Maximizing quality and productivity
The first key benefit is that the client gets access to a wider talent pool. Being open to remote consultants allows clients to find the right consultant with the most relevant expertise. Plus, it becomes easier to align timelines.
Second, remote work can result in higher quality outcomes. Remote work can boost productivity due to fewer distractions and laser focus on the job to do. Also, the traditional 9-5 model is tailored to early birds (productive in the morning and early day). But 30-40% of people identify as night owls. Remote work enables this group - to which I count myself - to schedule their day according to their personal peak times. For me, this has been a game changer.
The old school supervision barrier
Of course, remote working has barriers. The first one lives mostly amongst the ‘old boys club’ minds and that is the lack of supervision. Since you do not see the consultant sitting behind the desk working diligently, how do you know you are getting your money's worth? The answer is obvious: the result of their work.
Next to this, communication barriers may arise. It ‘feels’ easier to walk up to the consultant sitting at eyesight, and might seem more burdensome to contact a remote consultant. Also, remote consultants might not fully grasp the nuances of the company culture, as they miss out on the water cooler conversations that matter.
Thankfully, there are ways to reap the benefits of remote consultants while tackling these barriers.
How to turn a remote consulting project into a success?
As the expert, the consultant should assess if the project can be done remotely.
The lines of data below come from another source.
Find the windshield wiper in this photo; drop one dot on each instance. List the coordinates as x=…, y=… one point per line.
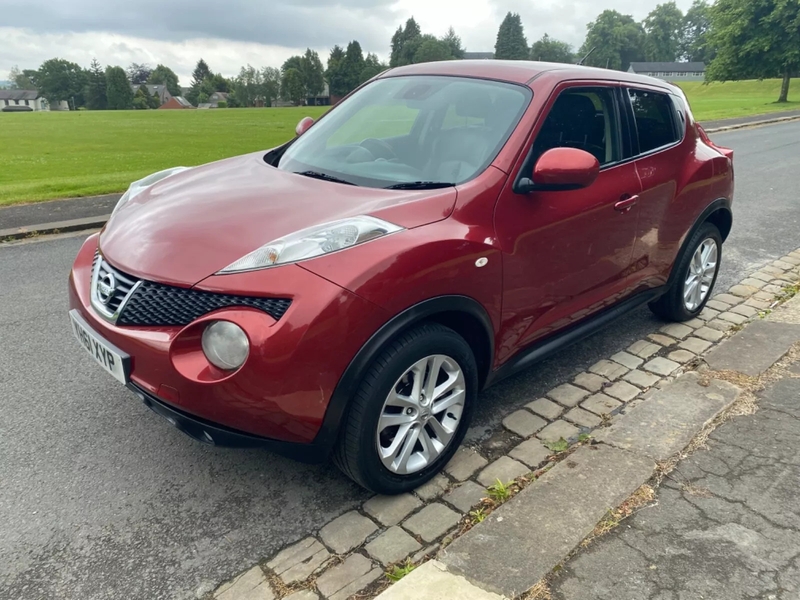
x=323, y=176
x=420, y=185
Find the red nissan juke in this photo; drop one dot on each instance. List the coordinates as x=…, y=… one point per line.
x=350, y=292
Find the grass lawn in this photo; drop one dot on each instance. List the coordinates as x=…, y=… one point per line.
x=82, y=153
x=738, y=98
x=63, y=154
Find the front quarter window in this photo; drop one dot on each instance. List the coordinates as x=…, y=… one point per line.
x=402, y=130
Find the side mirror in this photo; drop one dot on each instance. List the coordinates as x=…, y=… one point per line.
x=303, y=126
x=562, y=169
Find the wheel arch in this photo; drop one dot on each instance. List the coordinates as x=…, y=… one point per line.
x=719, y=214
x=463, y=314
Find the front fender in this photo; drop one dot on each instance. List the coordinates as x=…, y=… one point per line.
x=407, y=268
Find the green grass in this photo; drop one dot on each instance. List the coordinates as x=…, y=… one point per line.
x=64, y=154
x=714, y=101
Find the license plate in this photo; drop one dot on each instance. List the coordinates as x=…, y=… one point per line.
x=108, y=356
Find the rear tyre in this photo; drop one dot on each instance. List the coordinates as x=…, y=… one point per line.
x=411, y=411
x=695, y=275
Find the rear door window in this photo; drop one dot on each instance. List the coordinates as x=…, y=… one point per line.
x=657, y=123
x=583, y=118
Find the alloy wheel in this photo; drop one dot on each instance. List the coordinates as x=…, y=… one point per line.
x=702, y=269
x=421, y=414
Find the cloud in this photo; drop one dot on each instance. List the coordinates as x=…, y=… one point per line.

However, it takes two to tango so the client also needs to make an effort for the consultant to be effective remotely.
5 tips that make a difference
First, be extremely specific on the desired outcome. The plan and final deliverables should be clear; don’t worry about over-explaining. This starts with a clear proposal and plan: determine the scope (key questions to answer), deliverables (e.g., PowerPoint doc, new pricing model), and activities (what to do, when, and with whom).
Second, as a remote consultant make sure you are hyper approachable. Let the company know you can be reached, even if your reply is 'I'll get back to you soon'. Think of it as if you would be sitting in the office - just do that. I try to answer my email and messages within 30 minutes max, and it makes all the difference in building trust.
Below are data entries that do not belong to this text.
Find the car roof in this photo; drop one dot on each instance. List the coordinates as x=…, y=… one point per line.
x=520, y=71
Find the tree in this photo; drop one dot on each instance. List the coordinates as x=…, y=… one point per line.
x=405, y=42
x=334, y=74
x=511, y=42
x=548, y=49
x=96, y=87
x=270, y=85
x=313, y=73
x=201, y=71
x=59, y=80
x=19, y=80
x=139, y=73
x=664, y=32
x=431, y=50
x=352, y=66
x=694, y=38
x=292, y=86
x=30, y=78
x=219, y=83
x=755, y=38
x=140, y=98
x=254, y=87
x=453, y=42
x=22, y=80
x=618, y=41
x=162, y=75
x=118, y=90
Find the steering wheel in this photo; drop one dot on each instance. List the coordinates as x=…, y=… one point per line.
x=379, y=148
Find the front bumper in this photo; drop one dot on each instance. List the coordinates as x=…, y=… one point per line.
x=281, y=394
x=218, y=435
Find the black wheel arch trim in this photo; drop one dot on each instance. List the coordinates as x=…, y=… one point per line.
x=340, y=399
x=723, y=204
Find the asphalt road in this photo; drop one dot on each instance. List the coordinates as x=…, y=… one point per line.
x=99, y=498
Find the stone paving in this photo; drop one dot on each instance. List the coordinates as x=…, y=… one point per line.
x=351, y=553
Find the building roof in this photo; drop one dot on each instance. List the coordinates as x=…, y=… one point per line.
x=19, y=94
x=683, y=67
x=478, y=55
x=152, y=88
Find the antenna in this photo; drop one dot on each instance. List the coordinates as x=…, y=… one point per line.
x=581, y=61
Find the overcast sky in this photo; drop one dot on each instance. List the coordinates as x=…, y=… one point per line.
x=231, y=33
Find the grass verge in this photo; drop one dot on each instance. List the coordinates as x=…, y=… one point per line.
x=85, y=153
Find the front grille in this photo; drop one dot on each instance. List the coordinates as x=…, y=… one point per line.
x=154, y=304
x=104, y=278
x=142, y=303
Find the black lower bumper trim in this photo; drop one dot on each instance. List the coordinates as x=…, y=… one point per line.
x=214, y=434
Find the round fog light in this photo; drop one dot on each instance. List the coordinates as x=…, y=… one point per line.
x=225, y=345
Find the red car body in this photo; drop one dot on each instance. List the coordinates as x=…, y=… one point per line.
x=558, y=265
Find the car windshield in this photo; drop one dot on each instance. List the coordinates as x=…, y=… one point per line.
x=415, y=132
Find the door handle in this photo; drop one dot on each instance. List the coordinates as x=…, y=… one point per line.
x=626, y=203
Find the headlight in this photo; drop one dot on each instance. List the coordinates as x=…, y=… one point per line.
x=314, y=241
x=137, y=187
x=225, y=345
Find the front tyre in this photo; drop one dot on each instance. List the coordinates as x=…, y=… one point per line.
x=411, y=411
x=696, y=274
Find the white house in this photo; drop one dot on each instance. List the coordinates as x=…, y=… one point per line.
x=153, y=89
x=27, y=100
Third, even if the majority of the project can be done remotely, there are moments you need to sit together. The consultant and client should agree on these occasions, but in my experience this typically involves a large group of people sitting together in a room to make decisions like workshops and board meetings. Here, your personal judgment skills come in handy.
Fourth, make time for small talk and relationship building. While not everyone is a fan of this - and a good consultant knows when to ditch small talk - it helps to spend some time at the start and end of meetings for light-hearted talks, and to get to know one another. It also makes the work more fun.
Last one might sound obvious, but make your remote set-up look presentable including good audio and video quality. Nobody wants to stare up your nostrils or look at a messy backroom.
To wrap up
Remote work continues to reshape the professional services landscape and consultancy projects are no exception. Embracing professional flexibility offers a lot of benefits. Especially for outcome based work, expanded talent pools allow businesses to tap into a global workforce and independent professionals enjoy increased flexibility, contributing to the success of the project.